First, let’s lay the groundwork. Medicine is a self-regulated profession. That is, medical practitioners have been given the social right to set their own standards of practice and to ensure that the training, education, and discipline of practitioners meet those standards. In Ontario the authority to ensure that this occurs is granted to the CPSO. The CPSO describes self-regulation as a privilege, and medical professionalism as a social contract, a covenant between the profession and society. (The Practice Guide: Medical Professionalism and College Policies. ) The CPSO acts, in effect, as the mediator between the medical profession and the broader society which grants physicians their authority to practice. Physicians, practising in Ontario have accepted a professional ethical obligation to practice in accordance with CPSO values and standards.

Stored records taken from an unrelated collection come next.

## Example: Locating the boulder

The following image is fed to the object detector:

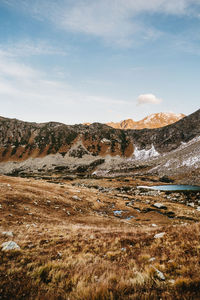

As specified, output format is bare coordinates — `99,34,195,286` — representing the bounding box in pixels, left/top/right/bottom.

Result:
153,202,167,209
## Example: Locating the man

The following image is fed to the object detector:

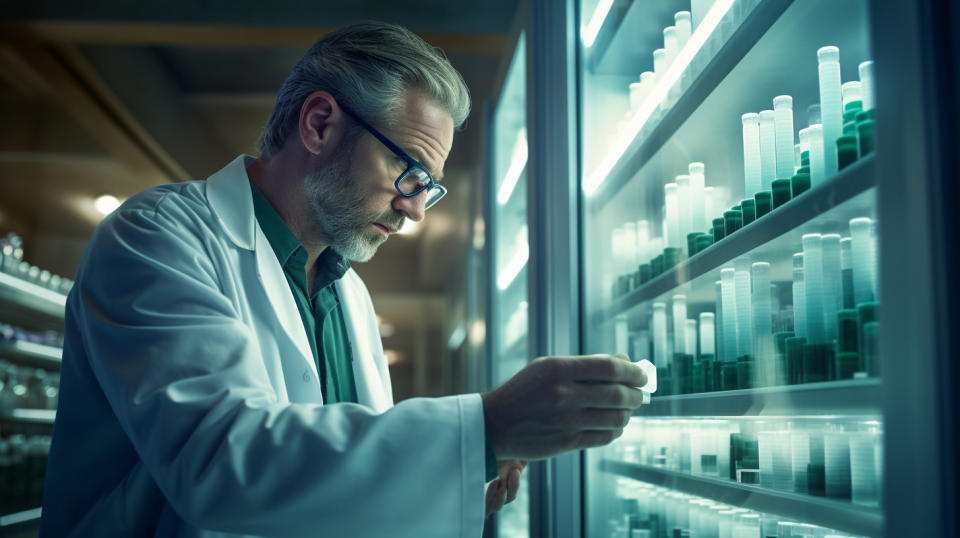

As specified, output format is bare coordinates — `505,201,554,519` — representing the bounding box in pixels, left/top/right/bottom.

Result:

The draft policy says the following:

156 Where physicians are unwilling to provide certain elements of care due to their moral or religious

157 beliefs, an effective referral to another health care provider must be provided to the patient. An

158 effective referral means a referral made in good faith, to a non-objecting, available, and accessible

159 physician or other health-care provider. The referral must be made in a timely manner to reduce the

160 risk of adverse clinical outcomes. Physicians must not impede access to care for existing patients, or

161 those seeking to become patients.


163 The College expects physicians to proactively maintain an effective referral plan for the frequently requested services they are unwilling to provide.

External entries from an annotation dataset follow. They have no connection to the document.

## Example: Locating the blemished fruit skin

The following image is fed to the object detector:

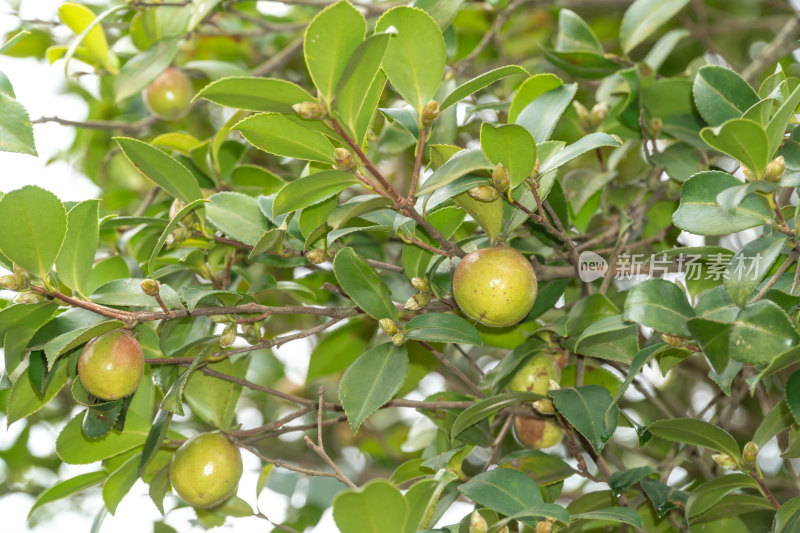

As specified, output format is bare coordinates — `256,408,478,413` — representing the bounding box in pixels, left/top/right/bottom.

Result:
453,247,537,327
514,415,564,449
78,329,144,400
144,67,194,120
169,432,242,509
508,353,561,396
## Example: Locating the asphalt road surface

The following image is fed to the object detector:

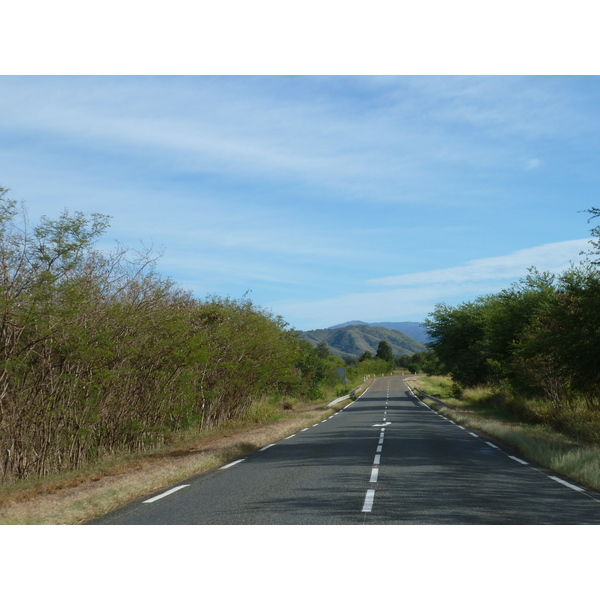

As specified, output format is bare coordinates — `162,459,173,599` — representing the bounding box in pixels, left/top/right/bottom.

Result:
90,377,600,525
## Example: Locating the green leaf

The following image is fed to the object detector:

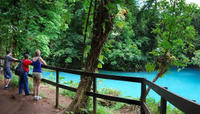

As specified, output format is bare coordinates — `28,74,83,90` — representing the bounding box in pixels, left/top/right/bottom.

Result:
97,63,103,68
145,63,156,73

There are almost a thousand comments on this draft policy on the CPSO web site. Most of them objecting. In many cases the argument seems to be that, informing someone that while I do not do this someone else does, is somehow the moral equivalent of performing the deed itself. That does not seem quite right to me. It sounds a bit like suggesting that a librarian is responsible for doing the things described in the books on the library shelves. It is the case that a number of practices, for example, some forms of contraception, assisted reproduction, and abortion, are permitted in Ontario and can only be accessed through the medical profession. While a physician may choose not to offer those services him or her-self competent, ethical members of the same profession, in your jurisdiction, do, and informing your patient of that fact is not the moral equivalent of performing the act yourself.

The CPSO has situated the duty to refer in the context of the profession’s commitment to the broader community. That professional commitment then becomes binding on individual physicians. From the social perspective it is easy to see the point. The health care system in Ontario is a system of interlocking pieces. Physicians play a privileged role in that system. Furthermore, access to any part of the system is often controlled by physicians. No physician therefore, should be in a position to impede access to that system. Hence the duty to refer.

Ultimately, it is up to each one of us – physicians or not to decide how we will conduct our moral lives. Our moral obligations do indeed spring from a variety of sources and in the event of conflict we, each of us, must choose what we do. But, how we honestly, and carefully reflect upon and conceptualize our moral obligations and how they do or do not conflict is hugely significant, and may make all the difference.